MADAGASCAN musicians Toko Telo will bring down the curtain on Making Tracks world music showcases at the National Centre for Early Music, York, on April 20.

"Very sadly this will be the last of the Making Tracks concerts here as they didn’t get their Arts Council grant," says NCEM director Delma Tomlin. "It's a real pain for us and of course for Making Tracks, who are devastated.

"We've been welcoming them here since September 2010, and though we’ll carry on with world music, I’m sad for Making Tracks as they have been very creative in their choices."

Well subsidised to draw attention to world music's blossoming talents, Making Tracks concerts were well supported at the NCEM but less so elsewhere among some of the 12 participating venues, despite such initiatives as Buy One Ticket, Get One Free for a second Making Tracks concert each season.

"We were an honourable exception," says Delma, whose programme for 2018 presented Haitian voodoo musicians Chouk Bwa on February 21 as well as Malagasy-speaking supergroup Toko Telo later this month.

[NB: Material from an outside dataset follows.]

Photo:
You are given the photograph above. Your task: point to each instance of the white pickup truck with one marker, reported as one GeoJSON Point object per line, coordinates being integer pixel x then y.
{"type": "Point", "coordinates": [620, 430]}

Toko Telo – their name means "group of three" – combine the soulful vocals of Monika Njava with the guitar tapestry of D’Gary and Joël Rabesolo, the latter having joined the trio after original member Régis Gizavo died from a heart attack last July. Together they revisit their shared southern island roots by reinterpreting such musical styles as tsapiky, jihe and beko.

York Press:

Monika Njava: "the diva of Madagascar"

Vocalist Monika Njava is "the diva of Madagascar", having won awards for her work with the group Njava and recorded vocals with the chart-topping group Deep Forest. Guitarist D’Gary burst onto the world music scene in the early 1990s in a collaboration with musician/producers David Lindley and Henry Kaiser and has toured with banjo luminary Bela Fleck. Guitarist, vocalist and percussionist, Joël Rabesolo has toured with acclaimed bassist Linley Marthe.

Toko Telo played the WOMAD festival last year when their debut album, Toy Raha Toy (Here It Is), reached number one on the Transglobal World Music chart, number ten in the World Music Charts for Europe in October and number seven in the Transglobal World Music Chart’s Top 100 for 2017. The album was voted the 19th best of the year by fRoots Magazine in Britain too.

The Making Tracks tour coincides with the March 23 release of Toko Telo's second album, Diavola (Moon), on Anio Records. Hear the songs live in York at the NCEM on April 20: the perfect chance to celebrate the musical bridge-building contribution of Making Tracks.

Through the years they have brought to York the likes of Le Trio Joubran, from Palestine; Ahmed Dickinson & Trio Mestizo, from Havana, Cuba; Lo Cor de la Plana, from Marseilles, France; Grupo Lokito, from the Democratic Republic of the Congo. Not forgetting Trio Da Kali, from Mali, West Africa; Pascuala Ilabaca & Fauna, from Chile; Mariana Sadovska, the "Ukrainian Bjork", and Cigdem Aslam, an Istanbul vocalist equally adept at singing in Turkish and Kurdish, Greek and Bulgarian, Roma and Judeo-Spanish Ladino.

Farewell and thank you, Making Tracks. What a shame you are now forced to make tracks to the exit.